Probabilistic Representation in Human Visual Cortex Reflects Uncertainty in Serial Decisions

Abstract

How does the brain represent the reliability of its sensory evidence? Here, we test whether sensory uncertainty is encoded in cortical population activity as the width of a probability distribution, a hypothesis that lies at the heart of Bayesian models of neural coding. We probe the neural representation of uncertainty by capitalizing on a well-known behavioral bias called serial dependence. Human observers of either sex reported the orientation of stimuli presented in sequence, while activity in visual cortex was measured with fMRI. We decoded probability distributions from population-level activity and found that serial dependence effects in behavior are consistent with a statistically advantageous sensory integration strategy, in which uncertain sensory information is given less weight. More fundamentally, our results suggest that probability distributions decoded from human visual cortex reflect the sensory uncertainty that observers rely on in their decisions, providing critical evidence for Bayesian theories of perception.SIGNIFICANCE STATEMENT Virtually any decision that people make is based on uncertain and incomplete information. Although uncertainty plays a major role in decision-making, we have but a nascent understanding of its neural basis. Here, we probe the neural code of uncertainty by capitalizing on a well-known perceptual illusion. We developed a computational model to explain the illusion, and tested it in behavioral and neuroimaging experiments. This revealed that the illusion is not a mistake of perception, but rather reflects a rational decision under uncertainty. No less important, we discovered that the uncertainty that people use in this decision is represented in brain activity as the width of a probability distribution, providing critical evidence for current Bayesian theories of decision-making.

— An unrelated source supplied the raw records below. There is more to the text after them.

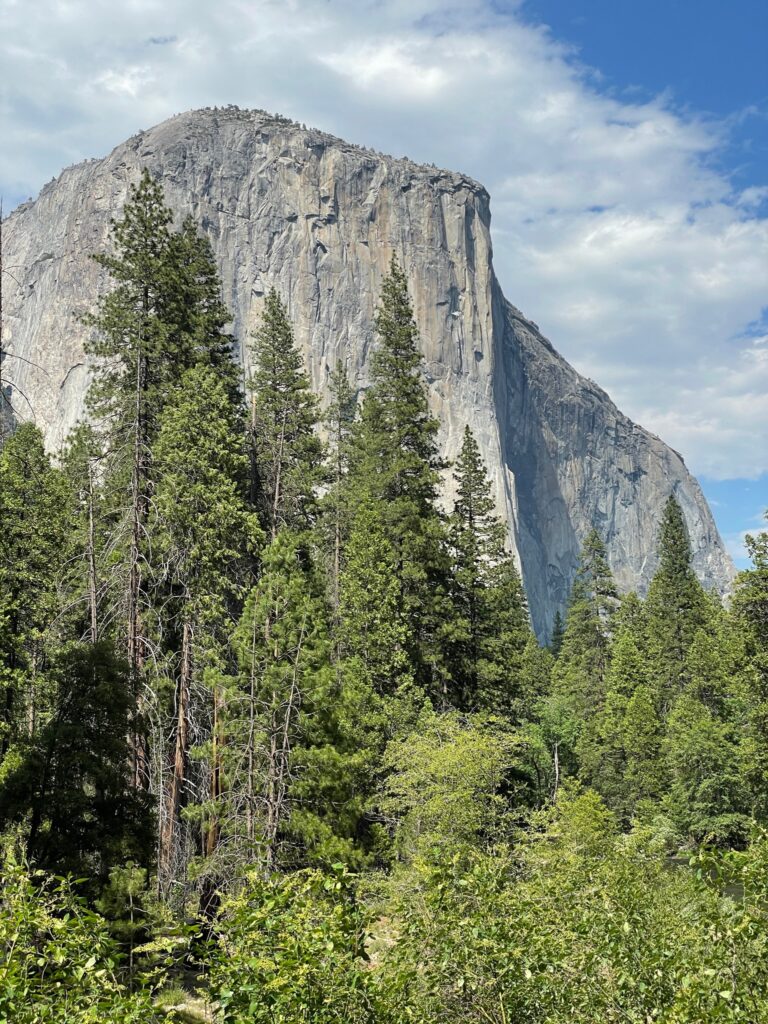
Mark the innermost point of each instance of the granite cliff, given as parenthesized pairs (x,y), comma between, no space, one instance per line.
(318,219)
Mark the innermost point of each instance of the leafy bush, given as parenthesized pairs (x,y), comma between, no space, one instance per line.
(57,963)
(293,952)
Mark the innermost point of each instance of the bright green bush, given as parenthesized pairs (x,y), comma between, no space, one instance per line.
(580,924)
(57,963)
(293,952)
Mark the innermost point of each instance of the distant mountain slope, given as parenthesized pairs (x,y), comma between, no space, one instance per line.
(318,219)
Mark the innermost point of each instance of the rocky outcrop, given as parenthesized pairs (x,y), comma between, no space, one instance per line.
(318,219)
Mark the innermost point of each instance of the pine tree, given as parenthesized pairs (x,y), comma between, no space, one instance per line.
(579,676)
(86,578)
(750,615)
(72,781)
(33,553)
(340,417)
(676,605)
(283,645)
(287,451)
(374,635)
(205,542)
(620,749)
(558,631)
(476,540)
(395,474)
(163,316)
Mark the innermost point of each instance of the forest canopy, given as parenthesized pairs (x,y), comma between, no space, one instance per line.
(272,715)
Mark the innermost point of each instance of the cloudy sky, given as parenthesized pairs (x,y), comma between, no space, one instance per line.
(625,145)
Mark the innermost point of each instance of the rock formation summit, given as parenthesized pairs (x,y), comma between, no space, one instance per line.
(318,219)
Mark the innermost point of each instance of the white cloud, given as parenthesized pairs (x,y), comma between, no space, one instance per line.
(612,227)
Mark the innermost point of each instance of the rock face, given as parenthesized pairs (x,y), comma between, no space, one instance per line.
(318,219)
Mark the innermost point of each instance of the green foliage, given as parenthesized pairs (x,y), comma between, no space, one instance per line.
(488,628)
(69,783)
(579,674)
(293,952)
(394,474)
(677,605)
(577,926)
(59,964)
(448,784)
(33,550)
(287,452)
(206,538)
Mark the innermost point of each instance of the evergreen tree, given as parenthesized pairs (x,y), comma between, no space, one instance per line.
(287,451)
(283,646)
(374,635)
(620,750)
(395,473)
(489,623)
(579,674)
(340,417)
(86,576)
(750,613)
(162,316)
(676,605)
(33,552)
(558,631)
(72,776)
(205,543)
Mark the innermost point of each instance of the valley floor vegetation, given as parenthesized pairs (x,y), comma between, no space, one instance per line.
(273,724)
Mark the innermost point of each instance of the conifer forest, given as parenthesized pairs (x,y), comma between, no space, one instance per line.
(278,743)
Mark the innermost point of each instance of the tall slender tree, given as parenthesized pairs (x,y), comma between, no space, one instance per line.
(162,316)
(33,553)
(205,543)
(395,475)
(489,626)
(676,606)
(287,450)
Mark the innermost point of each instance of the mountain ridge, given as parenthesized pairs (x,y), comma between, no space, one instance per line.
(318,218)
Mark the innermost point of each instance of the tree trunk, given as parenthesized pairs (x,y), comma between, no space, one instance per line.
(176,788)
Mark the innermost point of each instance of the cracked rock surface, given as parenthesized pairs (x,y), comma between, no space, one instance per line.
(318,219)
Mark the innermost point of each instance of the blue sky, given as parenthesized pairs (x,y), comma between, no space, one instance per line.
(624,144)
(707,56)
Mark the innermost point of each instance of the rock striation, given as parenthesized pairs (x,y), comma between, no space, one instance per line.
(318,219)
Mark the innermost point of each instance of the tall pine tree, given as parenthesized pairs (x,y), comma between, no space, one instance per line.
(395,474)
(287,451)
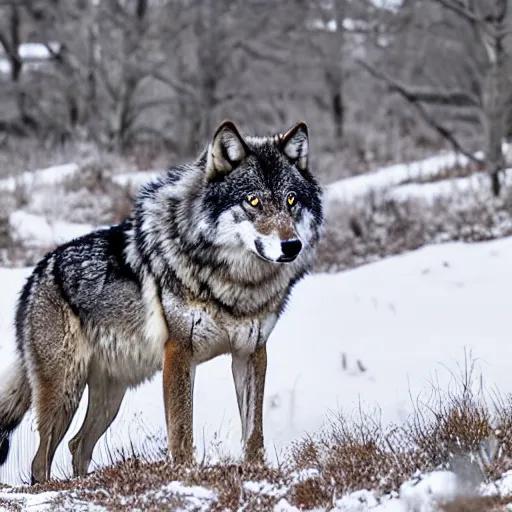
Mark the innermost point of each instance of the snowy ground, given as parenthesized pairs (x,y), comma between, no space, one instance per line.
(377,335)
(400,320)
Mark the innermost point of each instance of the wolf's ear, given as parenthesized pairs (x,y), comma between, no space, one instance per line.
(295,145)
(226,150)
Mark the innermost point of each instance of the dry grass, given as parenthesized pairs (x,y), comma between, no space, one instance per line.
(458,429)
(377,225)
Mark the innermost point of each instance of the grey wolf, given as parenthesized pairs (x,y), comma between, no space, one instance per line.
(203,266)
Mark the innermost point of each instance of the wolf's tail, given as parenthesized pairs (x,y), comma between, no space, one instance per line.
(15,398)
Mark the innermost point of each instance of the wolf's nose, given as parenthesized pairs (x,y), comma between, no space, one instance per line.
(291,248)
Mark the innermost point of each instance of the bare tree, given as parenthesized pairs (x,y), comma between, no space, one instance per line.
(469,73)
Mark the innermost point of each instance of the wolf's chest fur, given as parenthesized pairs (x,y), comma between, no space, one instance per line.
(139,355)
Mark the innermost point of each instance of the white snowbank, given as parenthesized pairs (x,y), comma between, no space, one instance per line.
(36,231)
(134,180)
(403,318)
(48,176)
(391,176)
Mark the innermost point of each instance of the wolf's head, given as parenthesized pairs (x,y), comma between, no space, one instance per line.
(260,193)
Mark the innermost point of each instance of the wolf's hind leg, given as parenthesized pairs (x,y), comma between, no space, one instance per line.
(105,397)
(57,364)
(178,381)
(57,400)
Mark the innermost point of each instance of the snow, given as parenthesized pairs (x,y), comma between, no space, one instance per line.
(36,231)
(41,501)
(48,176)
(404,318)
(31,54)
(134,180)
(391,176)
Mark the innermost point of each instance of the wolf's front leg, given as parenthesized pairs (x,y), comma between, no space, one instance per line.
(249,374)
(178,381)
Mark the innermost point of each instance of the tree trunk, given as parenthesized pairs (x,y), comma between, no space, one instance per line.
(494,113)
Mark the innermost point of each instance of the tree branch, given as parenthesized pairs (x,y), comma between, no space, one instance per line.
(461,10)
(422,111)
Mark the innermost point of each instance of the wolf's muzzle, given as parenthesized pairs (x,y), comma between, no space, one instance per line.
(290,250)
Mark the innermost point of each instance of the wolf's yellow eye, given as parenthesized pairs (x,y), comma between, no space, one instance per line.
(253,200)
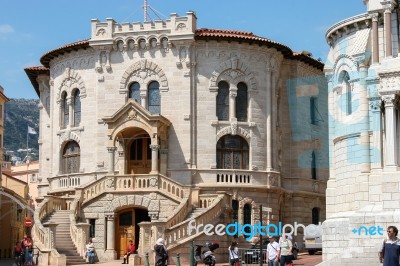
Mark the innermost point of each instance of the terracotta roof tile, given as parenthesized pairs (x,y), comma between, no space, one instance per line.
(200,34)
(33,72)
(45,59)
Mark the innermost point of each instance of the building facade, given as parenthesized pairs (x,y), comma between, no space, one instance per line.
(146,124)
(363,188)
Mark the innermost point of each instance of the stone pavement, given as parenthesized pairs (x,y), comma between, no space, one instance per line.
(303,260)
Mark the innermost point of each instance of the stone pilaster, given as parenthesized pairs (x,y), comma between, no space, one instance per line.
(268,115)
(390,126)
(154,158)
(375,39)
(111,153)
(232,103)
(110,248)
(388,31)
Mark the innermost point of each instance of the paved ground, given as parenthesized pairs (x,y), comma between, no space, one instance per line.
(303,260)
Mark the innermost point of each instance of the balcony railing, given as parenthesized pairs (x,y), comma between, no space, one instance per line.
(237,177)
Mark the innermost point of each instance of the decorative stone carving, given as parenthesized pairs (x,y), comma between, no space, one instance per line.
(233,71)
(154,205)
(390,83)
(143,71)
(245,201)
(234,128)
(315,186)
(110,182)
(154,182)
(132,114)
(181,27)
(375,104)
(389,100)
(101,32)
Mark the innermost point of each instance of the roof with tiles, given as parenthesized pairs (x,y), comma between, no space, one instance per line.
(200,34)
(33,72)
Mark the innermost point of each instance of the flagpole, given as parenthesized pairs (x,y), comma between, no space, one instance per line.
(27,144)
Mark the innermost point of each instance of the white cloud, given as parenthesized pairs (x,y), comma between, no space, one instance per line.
(5,28)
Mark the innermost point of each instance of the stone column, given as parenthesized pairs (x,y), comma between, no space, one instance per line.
(232,103)
(51,234)
(163,161)
(143,97)
(154,158)
(110,241)
(375,39)
(388,31)
(111,154)
(365,166)
(71,111)
(390,127)
(268,116)
(376,128)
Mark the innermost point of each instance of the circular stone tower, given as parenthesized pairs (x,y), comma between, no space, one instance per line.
(363,194)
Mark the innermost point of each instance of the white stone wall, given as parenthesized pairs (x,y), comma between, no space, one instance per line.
(187,71)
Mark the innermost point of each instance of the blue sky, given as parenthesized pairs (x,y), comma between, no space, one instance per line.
(29,29)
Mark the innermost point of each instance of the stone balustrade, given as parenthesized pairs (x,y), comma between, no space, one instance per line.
(43,237)
(179,214)
(123,183)
(236,177)
(64,182)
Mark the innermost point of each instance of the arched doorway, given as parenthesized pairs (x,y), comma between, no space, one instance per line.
(127,228)
(139,160)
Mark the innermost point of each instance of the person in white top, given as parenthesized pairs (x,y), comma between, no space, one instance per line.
(272,252)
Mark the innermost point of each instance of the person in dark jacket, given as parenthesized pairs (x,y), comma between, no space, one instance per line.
(161,252)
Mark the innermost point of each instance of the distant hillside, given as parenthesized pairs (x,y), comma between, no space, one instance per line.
(19,114)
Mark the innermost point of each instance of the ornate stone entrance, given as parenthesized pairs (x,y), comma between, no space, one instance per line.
(127,228)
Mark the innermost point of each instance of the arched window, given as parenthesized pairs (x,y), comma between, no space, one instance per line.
(154,98)
(247,216)
(77,108)
(344,78)
(71,158)
(223,101)
(232,153)
(313,166)
(134,92)
(64,111)
(241,102)
(315,215)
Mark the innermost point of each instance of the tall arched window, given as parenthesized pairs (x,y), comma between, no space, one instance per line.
(344,78)
(241,102)
(247,216)
(223,101)
(232,153)
(71,158)
(134,92)
(77,108)
(313,166)
(64,111)
(315,215)
(154,98)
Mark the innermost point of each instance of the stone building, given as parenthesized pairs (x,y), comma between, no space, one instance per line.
(146,124)
(363,83)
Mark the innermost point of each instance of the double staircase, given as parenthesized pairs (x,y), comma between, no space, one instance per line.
(63,242)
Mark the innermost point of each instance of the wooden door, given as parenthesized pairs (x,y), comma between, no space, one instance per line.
(125,231)
(140,156)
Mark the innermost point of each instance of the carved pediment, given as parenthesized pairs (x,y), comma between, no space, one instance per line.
(132,114)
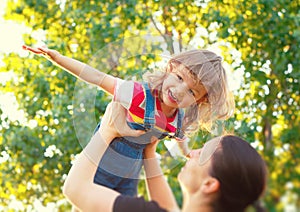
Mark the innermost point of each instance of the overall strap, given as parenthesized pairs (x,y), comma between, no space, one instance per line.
(149,117)
(179,133)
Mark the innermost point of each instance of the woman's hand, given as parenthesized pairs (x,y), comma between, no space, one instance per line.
(50,54)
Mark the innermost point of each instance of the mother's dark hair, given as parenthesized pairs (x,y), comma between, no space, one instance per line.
(241,172)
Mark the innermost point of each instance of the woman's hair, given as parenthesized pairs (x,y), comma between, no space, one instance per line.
(206,68)
(241,172)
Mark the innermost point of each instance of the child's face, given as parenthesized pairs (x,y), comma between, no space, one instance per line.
(180,90)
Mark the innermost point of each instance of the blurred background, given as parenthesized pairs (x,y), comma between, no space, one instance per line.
(259,41)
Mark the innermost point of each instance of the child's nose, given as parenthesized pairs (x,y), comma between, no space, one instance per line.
(182,89)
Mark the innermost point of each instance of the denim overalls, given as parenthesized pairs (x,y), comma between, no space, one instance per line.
(121,163)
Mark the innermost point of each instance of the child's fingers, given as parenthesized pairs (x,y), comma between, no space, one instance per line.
(34,50)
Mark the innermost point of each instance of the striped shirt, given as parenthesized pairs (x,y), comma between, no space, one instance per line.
(132,96)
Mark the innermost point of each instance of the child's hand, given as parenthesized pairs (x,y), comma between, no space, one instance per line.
(48,53)
(193,153)
(150,149)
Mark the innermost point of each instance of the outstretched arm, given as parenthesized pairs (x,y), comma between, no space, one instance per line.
(79,187)
(77,68)
(157,186)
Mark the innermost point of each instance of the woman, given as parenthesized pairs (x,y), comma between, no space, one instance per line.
(227,174)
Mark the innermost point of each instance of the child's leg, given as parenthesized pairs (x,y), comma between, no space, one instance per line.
(120,164)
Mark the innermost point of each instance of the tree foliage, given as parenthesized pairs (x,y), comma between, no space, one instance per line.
(260,39)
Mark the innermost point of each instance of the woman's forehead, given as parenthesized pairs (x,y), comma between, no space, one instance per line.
(208,150)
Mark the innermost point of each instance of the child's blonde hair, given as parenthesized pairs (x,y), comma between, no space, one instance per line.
(206,68)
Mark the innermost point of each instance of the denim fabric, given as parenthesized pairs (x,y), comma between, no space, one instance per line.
(121,163)
(120,166)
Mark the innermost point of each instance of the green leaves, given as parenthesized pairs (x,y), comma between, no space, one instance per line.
(109,35)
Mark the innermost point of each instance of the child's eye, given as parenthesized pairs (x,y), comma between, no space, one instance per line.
(179,77)
(191,92)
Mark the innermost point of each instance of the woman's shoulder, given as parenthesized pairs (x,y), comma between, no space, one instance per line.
(127,203)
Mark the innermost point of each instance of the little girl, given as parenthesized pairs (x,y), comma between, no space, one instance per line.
(194,81)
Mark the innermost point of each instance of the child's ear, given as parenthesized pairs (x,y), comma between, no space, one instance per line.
(210,185)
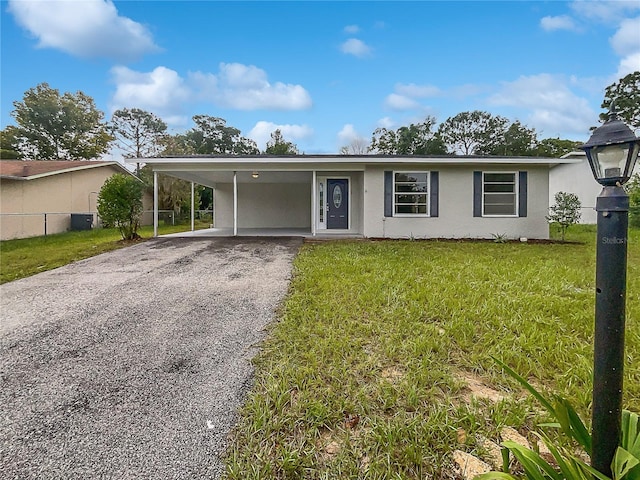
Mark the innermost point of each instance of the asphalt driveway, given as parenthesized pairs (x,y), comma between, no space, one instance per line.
(132,364)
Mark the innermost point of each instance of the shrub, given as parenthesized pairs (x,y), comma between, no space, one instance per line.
(565,212)
(120,204)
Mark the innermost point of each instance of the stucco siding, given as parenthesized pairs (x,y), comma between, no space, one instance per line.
(57,195)
(455,217)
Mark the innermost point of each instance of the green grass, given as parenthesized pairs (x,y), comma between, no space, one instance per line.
(361,377)
(28,256)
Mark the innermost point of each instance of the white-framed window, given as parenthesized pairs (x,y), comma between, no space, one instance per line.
(499,194)
(410,194)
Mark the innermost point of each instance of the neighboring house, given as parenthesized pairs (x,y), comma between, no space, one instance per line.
(59,189)
(375,196)
(576,177)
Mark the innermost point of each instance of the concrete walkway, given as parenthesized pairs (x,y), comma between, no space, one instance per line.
(132,364)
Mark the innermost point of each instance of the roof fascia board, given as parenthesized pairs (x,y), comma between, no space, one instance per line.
(73,169)
(358,163)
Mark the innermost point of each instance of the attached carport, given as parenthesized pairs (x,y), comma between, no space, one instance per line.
(266,195)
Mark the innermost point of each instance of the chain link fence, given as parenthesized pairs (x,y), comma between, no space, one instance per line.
(23,225)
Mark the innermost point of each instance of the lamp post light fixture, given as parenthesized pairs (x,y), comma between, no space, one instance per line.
(612,152)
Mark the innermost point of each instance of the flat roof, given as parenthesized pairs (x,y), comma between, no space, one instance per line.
(279,161)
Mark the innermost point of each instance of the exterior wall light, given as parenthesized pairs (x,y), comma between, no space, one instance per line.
(612,152)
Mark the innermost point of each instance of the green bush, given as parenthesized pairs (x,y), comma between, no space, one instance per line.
(120,204)
(565,212)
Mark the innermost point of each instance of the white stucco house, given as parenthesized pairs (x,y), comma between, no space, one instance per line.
(372,196)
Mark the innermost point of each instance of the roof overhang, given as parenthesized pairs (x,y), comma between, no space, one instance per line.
(80,166)
(209,170)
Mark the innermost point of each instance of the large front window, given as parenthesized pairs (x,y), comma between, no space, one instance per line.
(499,194)
(410,193)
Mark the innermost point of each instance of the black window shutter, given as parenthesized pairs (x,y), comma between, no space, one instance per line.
(522,194)
(433,194)
(388,194)
(477,194)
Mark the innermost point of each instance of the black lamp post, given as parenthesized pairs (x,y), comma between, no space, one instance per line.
(612,151)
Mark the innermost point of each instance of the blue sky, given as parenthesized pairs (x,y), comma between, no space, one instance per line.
(325,72)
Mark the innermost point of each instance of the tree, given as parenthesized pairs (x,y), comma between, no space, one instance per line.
(473,133)
(55,127)
(565,211)
(555,147)
(633,189)
(211,135)
(625,95)
(357,146)
(8,144)
(120,204)
(416,139)
(517,140)
(138,133)
(173,193)
(279,146)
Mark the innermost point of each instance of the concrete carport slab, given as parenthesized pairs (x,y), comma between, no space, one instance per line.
(132,364)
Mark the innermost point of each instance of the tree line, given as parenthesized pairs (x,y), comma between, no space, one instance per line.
(69,126)
(51,126)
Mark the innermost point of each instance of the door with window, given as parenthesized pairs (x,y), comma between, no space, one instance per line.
(338,203)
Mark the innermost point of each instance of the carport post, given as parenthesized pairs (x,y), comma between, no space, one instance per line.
(314,199)
(193,214)
(155,204)
(235,204)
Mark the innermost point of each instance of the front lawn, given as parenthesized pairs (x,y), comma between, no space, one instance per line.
(367,372)
(27,256)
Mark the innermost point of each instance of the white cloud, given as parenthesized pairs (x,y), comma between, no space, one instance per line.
(347,134)
(161,91)
(164,92)
(386,122)
(88,28)
(629,64)
(553,108)
(417,91)
(261,132)
(626,41)
(605,11)
(356,47)
(398,102)
(561,22)
(405,95)
(246,87)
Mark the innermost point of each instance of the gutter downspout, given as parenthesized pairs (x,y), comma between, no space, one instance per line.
(193,214)
(155,204)
(314,198)
(235,204)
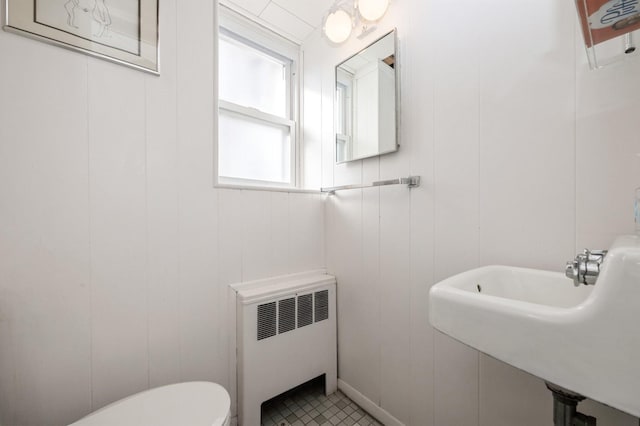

Keywords: computational modeling; fMRI; perceptual decision-making; serial dependence; uncertainty.

Figure 1.

Trial structure. Each trial in the experiment started with the presentation of a stimulus, followed by a fixation interval, and then a response window. Trials were separated by a 4000 ms intertrial interval. Participants adjusted the orientation of a centrally presented bar to match the previously seen stimulus orientation. The stimulus and response bar are not drawn to true scale and contrast.

Figure 2.

Distribution of orientation change over time in natural videos. Two databases of natural videos, which we refer to as cat and city (Kayser et al., 2003; Betsch et al., 2004; Dorr et al., 2010), were analyzed for their orientation content as it evolved over time. Each video database was analyzed at three different spatial scales (lower, middle, and upper third of the spatial frequency spectrum) and for three different temporal intervals (200, 1000, and 10,000 ms). Panels represent the orientation transition distribution measured in the two databases for different temporal intervals (averaged across spatial scales) and spatial scales (averaged across temporal intervals), as well as the overall mean across all spatial and temporal scales and both databases. The general shape observed across all analysis settings is that of a flat baseline with a central peak, which in the naturalistic observer model was approximated by a mixture distribution of a central peak and a uniform baseline.

Figure 3.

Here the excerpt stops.